Writing for The Advocate, Alan Acosta, Director of Strategic Initiatives at the Los Angeles LGBT Center, offers some valuable insight into situations like Jesse’s:

“Studies have shown that those experiencing homelessness are found to be arrested more often, incarcerated longer, and re-arrested at higher rates than people with stable housing. Think about it: If you don’t have a place to sleep and you find an abandoned building to crash in for the night, you’ve just committed a crime. And if you fail to show up for your hearing and don’t receive notices about your failure to appear because, after all, you’re homeless and don’t have a permanent address, you’ve just committed another crime. It is a cycle that is hard to escape.”

No, we’re not endorsing anything Jesse might have done. We’re simply asking, as Alan is asking, for people to consider the complexities of being young and homeless in America. Because more and more, we’re finding that the real crime is simply not having a home.

The National Law Center on Homelessness & Poverty (NLCHP) has an excellent new report on the issue, which shows that criminalizing homelessness simply doesn’t work as a solution to the problem. First off, it’s costly. On average, American cities spend $87 per day to jail a person and $28 per day to provide them with shelter. Since beginning its 10-year plan to end homelessness in 2005, the state of Utah has saved $5,670 per person annually and reduced its rate of chronic homelessness by 74%. Prioritizing initiatives to end homelessness, rather than sweeping it under the rug, isn’t just cost-effective… it works.

Criminalization simply doesn’t. In fact, as Kathryn shares, it creates barriers for employment, housing, and more:

“One time I was one check away from getting off the streets in Las Vegas and somebody stole all my money. I was staying in a winter shelter at night and they stole my purse with all my money in it. I raised ‘Cain’ about it so [the shelter] threw me out. And when the cops came… they… handcuff[ed] me and told me I was trespassing. So I went to jail for 45 days. I lost that job.”
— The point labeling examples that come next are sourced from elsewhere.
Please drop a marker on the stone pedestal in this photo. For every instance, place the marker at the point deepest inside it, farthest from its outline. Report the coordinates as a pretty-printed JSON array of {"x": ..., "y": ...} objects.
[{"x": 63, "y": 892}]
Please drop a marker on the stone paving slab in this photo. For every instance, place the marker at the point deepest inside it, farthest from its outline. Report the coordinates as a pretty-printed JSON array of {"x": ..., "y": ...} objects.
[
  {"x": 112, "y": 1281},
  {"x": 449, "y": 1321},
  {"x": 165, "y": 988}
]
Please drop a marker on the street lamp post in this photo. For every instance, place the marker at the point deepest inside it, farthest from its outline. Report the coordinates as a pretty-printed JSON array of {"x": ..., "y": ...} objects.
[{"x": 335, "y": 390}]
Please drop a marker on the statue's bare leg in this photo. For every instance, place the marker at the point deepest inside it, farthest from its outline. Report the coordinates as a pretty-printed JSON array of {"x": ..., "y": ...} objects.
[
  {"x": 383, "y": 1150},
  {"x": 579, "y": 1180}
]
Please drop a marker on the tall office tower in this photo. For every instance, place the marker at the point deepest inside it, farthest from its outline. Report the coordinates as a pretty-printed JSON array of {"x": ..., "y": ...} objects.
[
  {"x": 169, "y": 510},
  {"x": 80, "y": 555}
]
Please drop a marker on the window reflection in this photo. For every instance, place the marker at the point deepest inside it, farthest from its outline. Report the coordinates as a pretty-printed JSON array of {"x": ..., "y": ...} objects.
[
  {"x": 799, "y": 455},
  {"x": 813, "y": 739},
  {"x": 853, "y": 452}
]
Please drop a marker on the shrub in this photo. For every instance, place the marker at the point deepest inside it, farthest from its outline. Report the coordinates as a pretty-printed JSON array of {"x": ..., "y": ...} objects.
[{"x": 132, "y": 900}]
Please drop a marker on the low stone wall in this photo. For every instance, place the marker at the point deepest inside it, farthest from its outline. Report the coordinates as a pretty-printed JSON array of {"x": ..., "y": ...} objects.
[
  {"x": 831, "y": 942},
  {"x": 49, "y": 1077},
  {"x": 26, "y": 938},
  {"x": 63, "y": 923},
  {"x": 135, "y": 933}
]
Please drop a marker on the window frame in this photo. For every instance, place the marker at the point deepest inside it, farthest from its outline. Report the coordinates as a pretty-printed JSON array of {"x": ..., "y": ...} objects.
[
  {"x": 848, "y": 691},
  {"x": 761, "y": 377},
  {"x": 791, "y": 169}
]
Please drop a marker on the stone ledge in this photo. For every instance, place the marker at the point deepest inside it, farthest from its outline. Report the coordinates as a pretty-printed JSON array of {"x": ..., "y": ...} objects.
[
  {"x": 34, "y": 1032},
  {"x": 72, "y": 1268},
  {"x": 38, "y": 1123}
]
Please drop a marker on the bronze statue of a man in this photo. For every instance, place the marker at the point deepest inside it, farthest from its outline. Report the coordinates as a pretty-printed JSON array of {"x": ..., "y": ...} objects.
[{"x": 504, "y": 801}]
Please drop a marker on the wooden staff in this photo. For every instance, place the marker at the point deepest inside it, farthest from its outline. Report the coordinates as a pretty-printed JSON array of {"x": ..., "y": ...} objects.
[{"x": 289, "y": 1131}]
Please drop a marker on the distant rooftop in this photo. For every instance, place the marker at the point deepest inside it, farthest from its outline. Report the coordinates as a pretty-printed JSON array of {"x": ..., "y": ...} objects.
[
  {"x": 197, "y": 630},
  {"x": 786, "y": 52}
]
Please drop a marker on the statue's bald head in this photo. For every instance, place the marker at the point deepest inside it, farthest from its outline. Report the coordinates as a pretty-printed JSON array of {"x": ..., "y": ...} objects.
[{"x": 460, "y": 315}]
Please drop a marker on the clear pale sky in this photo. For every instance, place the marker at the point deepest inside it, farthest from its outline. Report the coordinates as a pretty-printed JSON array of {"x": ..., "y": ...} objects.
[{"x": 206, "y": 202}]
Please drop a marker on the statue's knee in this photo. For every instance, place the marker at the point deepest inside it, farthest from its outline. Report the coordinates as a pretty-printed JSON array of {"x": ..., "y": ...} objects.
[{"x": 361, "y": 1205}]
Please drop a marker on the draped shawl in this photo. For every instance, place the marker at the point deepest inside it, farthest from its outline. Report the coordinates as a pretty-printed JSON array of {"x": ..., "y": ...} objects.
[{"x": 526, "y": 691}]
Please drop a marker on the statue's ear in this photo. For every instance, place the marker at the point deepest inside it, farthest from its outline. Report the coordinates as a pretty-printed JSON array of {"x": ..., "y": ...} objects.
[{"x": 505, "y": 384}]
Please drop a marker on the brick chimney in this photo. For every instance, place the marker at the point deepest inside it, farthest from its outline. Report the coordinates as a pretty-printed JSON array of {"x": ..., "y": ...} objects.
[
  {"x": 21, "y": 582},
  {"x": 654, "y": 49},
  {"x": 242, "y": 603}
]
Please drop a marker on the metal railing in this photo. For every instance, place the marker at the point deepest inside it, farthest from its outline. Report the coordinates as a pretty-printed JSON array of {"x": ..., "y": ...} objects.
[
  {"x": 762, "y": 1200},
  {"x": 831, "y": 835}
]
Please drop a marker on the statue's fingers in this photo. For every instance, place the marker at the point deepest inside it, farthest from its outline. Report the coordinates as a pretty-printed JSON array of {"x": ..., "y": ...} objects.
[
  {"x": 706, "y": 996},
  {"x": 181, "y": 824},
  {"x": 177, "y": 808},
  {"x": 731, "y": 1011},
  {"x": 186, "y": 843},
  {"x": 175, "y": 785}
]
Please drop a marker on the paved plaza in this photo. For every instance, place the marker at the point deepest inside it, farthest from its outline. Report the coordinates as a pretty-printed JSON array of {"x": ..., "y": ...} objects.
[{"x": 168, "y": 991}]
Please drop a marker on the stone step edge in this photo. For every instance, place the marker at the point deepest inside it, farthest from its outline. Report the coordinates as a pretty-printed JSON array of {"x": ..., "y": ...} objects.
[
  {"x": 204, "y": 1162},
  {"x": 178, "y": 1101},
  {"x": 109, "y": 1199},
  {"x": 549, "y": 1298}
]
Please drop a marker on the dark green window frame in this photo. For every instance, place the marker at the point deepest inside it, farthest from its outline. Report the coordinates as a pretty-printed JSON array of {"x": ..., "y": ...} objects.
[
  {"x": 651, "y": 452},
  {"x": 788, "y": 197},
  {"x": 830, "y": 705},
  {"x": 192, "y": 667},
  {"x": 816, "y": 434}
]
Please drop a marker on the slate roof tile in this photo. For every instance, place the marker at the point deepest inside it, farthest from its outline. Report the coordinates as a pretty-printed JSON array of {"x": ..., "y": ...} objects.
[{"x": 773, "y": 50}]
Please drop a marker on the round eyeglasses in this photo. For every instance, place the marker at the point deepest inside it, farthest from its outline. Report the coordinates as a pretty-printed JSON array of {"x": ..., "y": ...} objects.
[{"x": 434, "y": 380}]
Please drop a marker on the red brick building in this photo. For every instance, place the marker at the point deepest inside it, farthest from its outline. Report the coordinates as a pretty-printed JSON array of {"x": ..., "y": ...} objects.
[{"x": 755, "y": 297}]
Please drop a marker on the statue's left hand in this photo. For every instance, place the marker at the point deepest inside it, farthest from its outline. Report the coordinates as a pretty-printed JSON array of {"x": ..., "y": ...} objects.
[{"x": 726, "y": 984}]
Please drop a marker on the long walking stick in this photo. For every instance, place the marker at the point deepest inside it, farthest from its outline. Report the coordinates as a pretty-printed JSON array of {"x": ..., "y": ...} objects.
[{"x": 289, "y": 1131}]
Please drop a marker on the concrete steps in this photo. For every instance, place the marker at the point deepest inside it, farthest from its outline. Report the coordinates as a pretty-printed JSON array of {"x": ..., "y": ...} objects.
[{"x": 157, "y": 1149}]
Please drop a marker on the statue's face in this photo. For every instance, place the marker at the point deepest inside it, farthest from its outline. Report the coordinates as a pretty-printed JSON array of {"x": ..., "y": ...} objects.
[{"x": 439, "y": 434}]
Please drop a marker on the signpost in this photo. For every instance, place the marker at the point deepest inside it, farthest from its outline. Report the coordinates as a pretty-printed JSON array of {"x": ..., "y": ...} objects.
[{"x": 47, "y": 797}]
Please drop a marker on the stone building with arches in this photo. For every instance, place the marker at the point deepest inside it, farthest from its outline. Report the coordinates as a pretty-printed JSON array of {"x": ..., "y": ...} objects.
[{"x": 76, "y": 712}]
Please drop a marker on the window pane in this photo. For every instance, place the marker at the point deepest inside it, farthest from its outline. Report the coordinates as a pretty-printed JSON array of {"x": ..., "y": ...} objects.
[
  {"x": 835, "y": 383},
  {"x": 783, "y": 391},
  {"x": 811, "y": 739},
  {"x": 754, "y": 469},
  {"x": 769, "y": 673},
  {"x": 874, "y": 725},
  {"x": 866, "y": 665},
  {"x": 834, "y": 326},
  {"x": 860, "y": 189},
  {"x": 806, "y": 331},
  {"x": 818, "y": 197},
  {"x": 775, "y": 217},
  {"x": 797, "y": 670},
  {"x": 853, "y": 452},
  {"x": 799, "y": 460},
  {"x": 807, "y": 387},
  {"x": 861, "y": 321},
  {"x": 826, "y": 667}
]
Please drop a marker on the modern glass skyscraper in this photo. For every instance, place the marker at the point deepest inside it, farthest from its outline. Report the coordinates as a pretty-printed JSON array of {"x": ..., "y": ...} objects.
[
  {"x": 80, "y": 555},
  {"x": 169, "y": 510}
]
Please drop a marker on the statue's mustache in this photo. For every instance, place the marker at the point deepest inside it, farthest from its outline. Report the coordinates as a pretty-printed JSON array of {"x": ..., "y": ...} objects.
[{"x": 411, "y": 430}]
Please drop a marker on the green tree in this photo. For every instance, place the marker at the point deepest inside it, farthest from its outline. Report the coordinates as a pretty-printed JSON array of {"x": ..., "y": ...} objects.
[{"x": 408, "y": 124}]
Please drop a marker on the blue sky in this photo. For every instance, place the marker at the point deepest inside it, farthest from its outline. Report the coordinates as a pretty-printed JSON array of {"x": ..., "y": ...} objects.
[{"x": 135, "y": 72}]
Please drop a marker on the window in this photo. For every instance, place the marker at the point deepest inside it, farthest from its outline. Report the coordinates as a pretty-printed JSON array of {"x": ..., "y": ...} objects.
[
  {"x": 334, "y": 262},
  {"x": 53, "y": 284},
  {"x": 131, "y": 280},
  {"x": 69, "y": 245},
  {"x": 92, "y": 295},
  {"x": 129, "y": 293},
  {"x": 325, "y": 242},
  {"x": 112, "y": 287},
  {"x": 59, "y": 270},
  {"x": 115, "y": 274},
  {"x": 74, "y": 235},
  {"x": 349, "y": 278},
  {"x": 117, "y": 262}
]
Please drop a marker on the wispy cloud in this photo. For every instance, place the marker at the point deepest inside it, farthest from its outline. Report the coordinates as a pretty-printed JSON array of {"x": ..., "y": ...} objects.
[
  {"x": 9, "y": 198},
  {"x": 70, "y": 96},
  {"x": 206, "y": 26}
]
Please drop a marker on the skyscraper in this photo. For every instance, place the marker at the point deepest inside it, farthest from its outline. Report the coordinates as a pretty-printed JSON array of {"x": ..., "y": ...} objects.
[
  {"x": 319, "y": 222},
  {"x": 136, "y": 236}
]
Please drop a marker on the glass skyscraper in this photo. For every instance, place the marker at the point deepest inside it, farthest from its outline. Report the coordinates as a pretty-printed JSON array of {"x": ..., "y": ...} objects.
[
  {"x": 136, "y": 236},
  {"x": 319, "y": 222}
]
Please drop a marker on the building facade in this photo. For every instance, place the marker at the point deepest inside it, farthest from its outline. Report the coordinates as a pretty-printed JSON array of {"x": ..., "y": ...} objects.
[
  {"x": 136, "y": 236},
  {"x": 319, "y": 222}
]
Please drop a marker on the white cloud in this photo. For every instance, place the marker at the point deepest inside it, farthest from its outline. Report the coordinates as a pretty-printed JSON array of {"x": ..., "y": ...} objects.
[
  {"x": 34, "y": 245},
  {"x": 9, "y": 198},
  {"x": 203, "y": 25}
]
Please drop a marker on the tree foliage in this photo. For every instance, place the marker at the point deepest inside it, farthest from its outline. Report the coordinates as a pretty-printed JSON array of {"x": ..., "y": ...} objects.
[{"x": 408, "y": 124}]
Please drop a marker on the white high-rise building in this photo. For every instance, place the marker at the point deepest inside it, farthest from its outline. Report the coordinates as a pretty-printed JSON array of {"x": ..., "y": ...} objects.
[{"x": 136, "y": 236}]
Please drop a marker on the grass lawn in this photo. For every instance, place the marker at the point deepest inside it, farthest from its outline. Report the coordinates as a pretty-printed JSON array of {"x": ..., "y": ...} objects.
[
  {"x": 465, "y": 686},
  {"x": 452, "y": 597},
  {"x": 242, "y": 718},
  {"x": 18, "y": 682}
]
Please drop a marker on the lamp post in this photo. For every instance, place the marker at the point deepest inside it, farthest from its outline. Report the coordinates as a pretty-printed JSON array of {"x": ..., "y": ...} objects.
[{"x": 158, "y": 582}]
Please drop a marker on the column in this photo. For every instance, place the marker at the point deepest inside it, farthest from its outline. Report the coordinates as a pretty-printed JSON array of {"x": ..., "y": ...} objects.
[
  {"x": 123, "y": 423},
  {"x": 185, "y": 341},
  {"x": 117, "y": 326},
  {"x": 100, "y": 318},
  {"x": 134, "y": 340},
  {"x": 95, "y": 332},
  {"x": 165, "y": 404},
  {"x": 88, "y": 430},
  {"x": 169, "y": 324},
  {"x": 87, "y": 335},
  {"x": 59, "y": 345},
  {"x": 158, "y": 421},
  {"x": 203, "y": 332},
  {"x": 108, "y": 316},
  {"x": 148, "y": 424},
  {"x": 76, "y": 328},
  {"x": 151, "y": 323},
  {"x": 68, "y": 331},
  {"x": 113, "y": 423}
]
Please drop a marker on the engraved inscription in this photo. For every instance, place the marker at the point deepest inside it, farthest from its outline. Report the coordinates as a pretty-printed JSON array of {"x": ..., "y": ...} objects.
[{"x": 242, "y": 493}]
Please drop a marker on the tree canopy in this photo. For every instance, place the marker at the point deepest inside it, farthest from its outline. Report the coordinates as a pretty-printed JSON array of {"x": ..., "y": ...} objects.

Legislation is confusing and dense in general, but especially when it comes to homelessness. And laws vary from city to city. That’s why the effort to end criminalization and instead offer real support needs to be waged in our communities as much as it does on Capital Hill. NLCHP’s Criminalizing Crisis: Advocacy Manual is another great resource that can help advocates do just that. An extensive guide for those working to combat criminalization on the ground, the manual contains everything from tests to assess your community’s degree of criminalization, to a breakdown on what behaviors different cities prohibit, to strategies, practices, and procedures for ending criminalization in your city.